1.Práticas comuns não geram resultados diferentes

Sabe-se que as empresas que têm alcançado um nível mais avançado na estratégia colocam o BSC – Balanced Scorecard no centro de seu sistema de gestão. O diferencial está em alinhar todos os processos internos em função da estratégia. Para tal, se faz necessário montar uma equipe que se dedique a desenvolver e colocar em prática as mudanças internas requeridas. O grande erro das empresas está em planejar, fazer o orçamento, alocar recursos, monitorar o desempenho e revisar o planejamento da mesma maneira que sempre fizeram, não provocando de fato, uma mudança no modus operandi da empresa. Se você não muda a maneira de trabalhar, como pode esperar ter resultados diferentes?

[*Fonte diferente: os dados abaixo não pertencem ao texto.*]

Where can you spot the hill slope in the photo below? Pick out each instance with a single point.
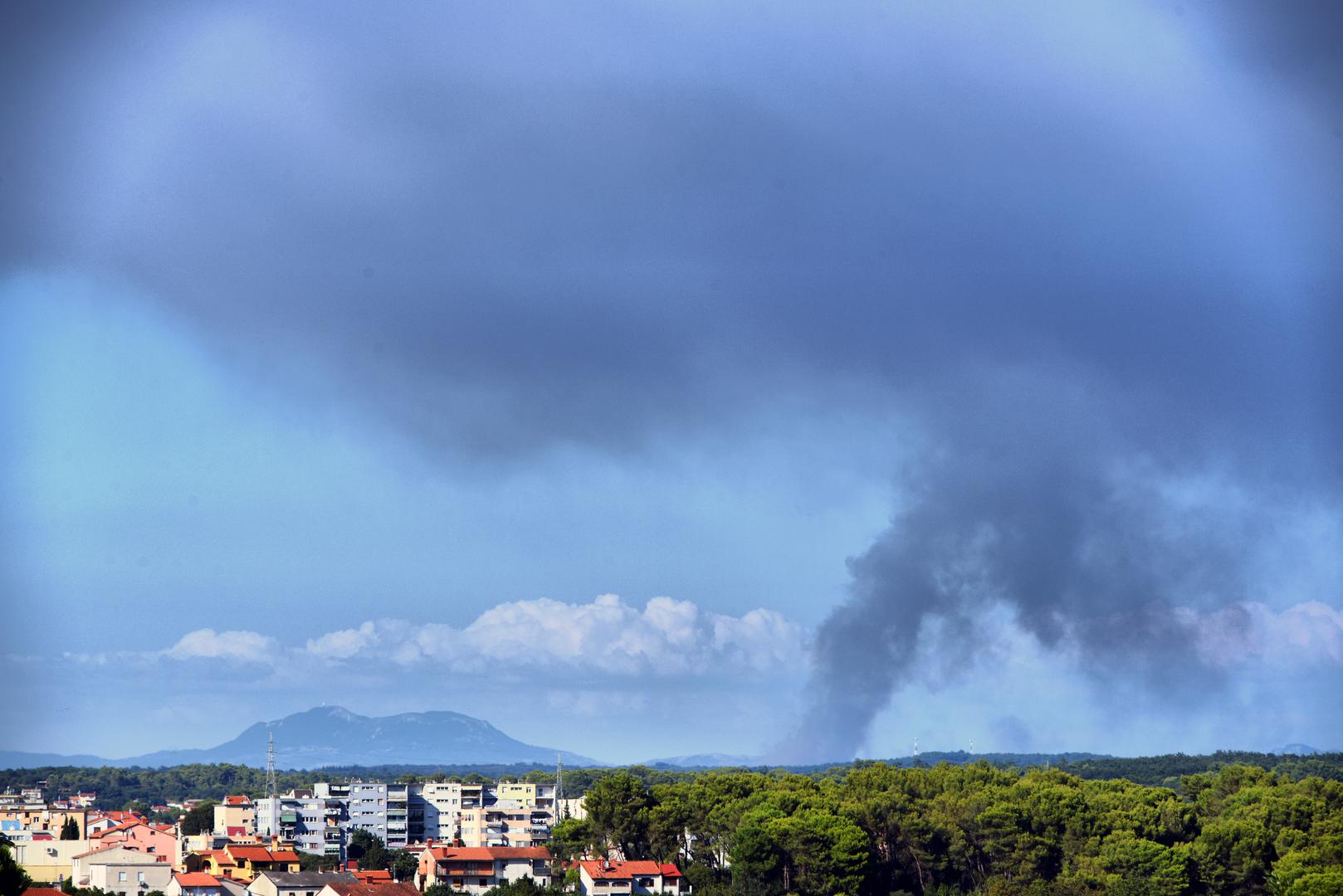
(336, 737)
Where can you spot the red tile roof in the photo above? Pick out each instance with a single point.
(374, 876)
(623, 871)
(488, 853)
(343, 889)
(261, 853)
(197, 879)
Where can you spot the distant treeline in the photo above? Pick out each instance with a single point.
(954, 829)
(117, 787)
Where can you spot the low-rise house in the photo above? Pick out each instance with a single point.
(235, 817)
(152, 839)
(360, 889)
(473, 869)
(123, 869)
(32, 821)
(102, 821)
(603, 878)
(306, 883)
(238, 861)
(374, 876)
(193, 884)
(49, 860)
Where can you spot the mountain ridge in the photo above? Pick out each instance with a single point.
(336, 737)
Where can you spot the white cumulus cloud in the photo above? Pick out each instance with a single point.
(604, 637)
(247, 646)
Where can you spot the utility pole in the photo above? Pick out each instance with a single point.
(559, 783)
(271, 766)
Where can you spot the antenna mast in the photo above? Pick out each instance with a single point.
(271, 766)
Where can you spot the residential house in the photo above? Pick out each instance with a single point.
(151, 839)
(308, 883)
(32, 820)
(123, 869)
(473, 869)
(101, 821)
(49, 860)
(301, 818)
(602, 878)
(372, 876)
(235, 817)
(239, 861)
(360, 889)
(193, 884)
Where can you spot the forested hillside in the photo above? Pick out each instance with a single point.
(975, 829)
(881, 829)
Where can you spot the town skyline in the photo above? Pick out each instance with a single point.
(728, 377)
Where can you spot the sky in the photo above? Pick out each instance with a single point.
(657, 379)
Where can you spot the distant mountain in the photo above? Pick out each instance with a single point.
(706, 761)
(17, 759)
(336, 737)
(960, 757)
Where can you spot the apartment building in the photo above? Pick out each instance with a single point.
(610, 879)
(367, 807)
(474, 869)
(398, 816)
(235, 817)
(123, 869)
(49, 860)
(24, 818)
(301, 818)
(510, 815)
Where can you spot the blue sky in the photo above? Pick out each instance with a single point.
(967, 375)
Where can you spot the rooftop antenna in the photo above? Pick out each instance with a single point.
(559, 782)
(271, 766)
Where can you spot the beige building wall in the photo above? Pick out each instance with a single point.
(49, 860)
(126, 878)
(228, 817)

2.Planejamento desintegrado

Outro problema comum de se ter a gestão estratégica feita por unidades diferentes sem uma visão integrada e consistente, é que o processo normalmente começa em algum momento no meio do ano fiscal, quando o diretor organiza uma reunião fora da empresa para a equipe de liderança executiva atualizar estratégia baseada em uma análise dos pontos fortes, pontos fracos, oportunidades e ameaças da empresa e do novo conhecimento adquirido desde a última reunião de estratégia, há um ano. O planejamento ocorre até bem direitinho, mas depois se perde no meio do que chamamos de redemoinho, pois os executivos não têm uma estrutura simples de comunicação da estratégia para a empresa. Além disso, normalmente as unidades de negócio e as unidades de serviços compartilhados (Recursos Humanos e Tecnologia da Informação, Financças, Marketing, Logística, por exemplo) fazem seus planejamentos separadamente, portanto, eles não refletem como devem trabalhar juntos para alcançar integração e sinergia.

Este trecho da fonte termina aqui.